The 2008 West Valley Full Cost Accounting Study by independent scientists analyzed the geology, economics and radiological consequences of full clean up versus leaving buried waste at the erosion-prone site. The study assessed long range costs whereas DOE discounted and ignored future economic and environmental costs and risks. The report concluded that it is less expensive in the long run and more protective of health to dig up the West Valley waste before it leaks into the Cattaraugus Creek and Lake Erie.
“DOE’s ignoring the erosion at West Valley is eroding public confidence,” said Anne Rabe from Center for Health, Environment and Justice. “It’s disappointing that DOE failed to take advantage of the groundbreaking scientific research concluding full cleanup will save money, lives and resources. Buried waste could leak out causing hundreds of cancers and costing 10’s of billions of dollars.” she concluded.
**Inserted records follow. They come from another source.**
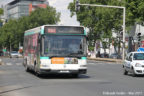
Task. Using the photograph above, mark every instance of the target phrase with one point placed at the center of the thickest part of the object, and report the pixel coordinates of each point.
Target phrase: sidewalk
(106, 59)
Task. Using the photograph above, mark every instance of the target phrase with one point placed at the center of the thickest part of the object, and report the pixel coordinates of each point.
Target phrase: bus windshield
(64, 45)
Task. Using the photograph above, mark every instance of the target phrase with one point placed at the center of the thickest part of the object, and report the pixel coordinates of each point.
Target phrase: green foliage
(12, 32)
(1, 12)
(100, 21)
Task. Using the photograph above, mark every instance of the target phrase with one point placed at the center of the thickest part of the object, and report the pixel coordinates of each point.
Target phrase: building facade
(19, 8)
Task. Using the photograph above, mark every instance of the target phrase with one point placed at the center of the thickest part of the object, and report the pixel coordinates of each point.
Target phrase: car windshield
(59, 45)
(138, 56)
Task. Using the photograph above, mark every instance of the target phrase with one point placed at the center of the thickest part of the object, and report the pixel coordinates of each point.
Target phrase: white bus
(52, 49)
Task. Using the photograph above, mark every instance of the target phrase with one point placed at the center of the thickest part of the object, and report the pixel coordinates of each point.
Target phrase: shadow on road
(59, 76)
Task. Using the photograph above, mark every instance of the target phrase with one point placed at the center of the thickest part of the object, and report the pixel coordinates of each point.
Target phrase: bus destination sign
(64, 30)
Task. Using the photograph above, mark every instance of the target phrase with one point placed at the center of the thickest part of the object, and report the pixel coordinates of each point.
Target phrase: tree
(100, 21)
(12, 33)
(1, 13)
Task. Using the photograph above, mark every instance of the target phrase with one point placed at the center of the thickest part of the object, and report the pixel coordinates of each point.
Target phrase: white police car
(134, 63)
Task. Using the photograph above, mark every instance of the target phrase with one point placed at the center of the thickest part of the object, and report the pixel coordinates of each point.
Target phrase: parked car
(134, 63)
(115, 56)
(14, 54)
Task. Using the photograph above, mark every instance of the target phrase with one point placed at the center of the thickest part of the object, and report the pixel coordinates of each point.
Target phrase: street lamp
(118, 7)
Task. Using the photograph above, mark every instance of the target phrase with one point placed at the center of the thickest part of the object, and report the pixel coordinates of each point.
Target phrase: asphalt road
(102, 79)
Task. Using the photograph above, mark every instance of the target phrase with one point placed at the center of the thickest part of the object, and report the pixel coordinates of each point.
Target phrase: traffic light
(139, 39)
(77, 6)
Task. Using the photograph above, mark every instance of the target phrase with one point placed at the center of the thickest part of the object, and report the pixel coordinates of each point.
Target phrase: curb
(106, 59)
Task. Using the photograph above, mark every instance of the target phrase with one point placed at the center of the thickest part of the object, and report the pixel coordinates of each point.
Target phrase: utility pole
(77, 4)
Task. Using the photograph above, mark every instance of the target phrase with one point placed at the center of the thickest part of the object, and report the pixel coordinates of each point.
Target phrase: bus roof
(41, 28)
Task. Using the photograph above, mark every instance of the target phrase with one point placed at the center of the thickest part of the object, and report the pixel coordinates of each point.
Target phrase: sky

Brian Smith from Citizens Campaign for the Environment said “DOE delaying the decision on whether to cleanup the majority of the West Valley nuclear waste threatens the Great Lakes. As we work to improve water quality, encourage conservation and implement responsible ecosystem-based management for NY’s Great Lakes, we need to prevent the immense, irreversible threat posed by West Valley nuclear waste.”
Sister Sharon Goodremote FSSJ, Chair of the Catholic Charities Care for Creation Committee of Buffalo said, “Catholic Charities has strongly supported the full cleanup–not only the social justice aspects–but also because as stewards of creation. This is definitely a moral issue, how we treat the gifts of creation. We, as humans are responsible [and] leaving nuclear waste at West Valley will not create a healthy environment.”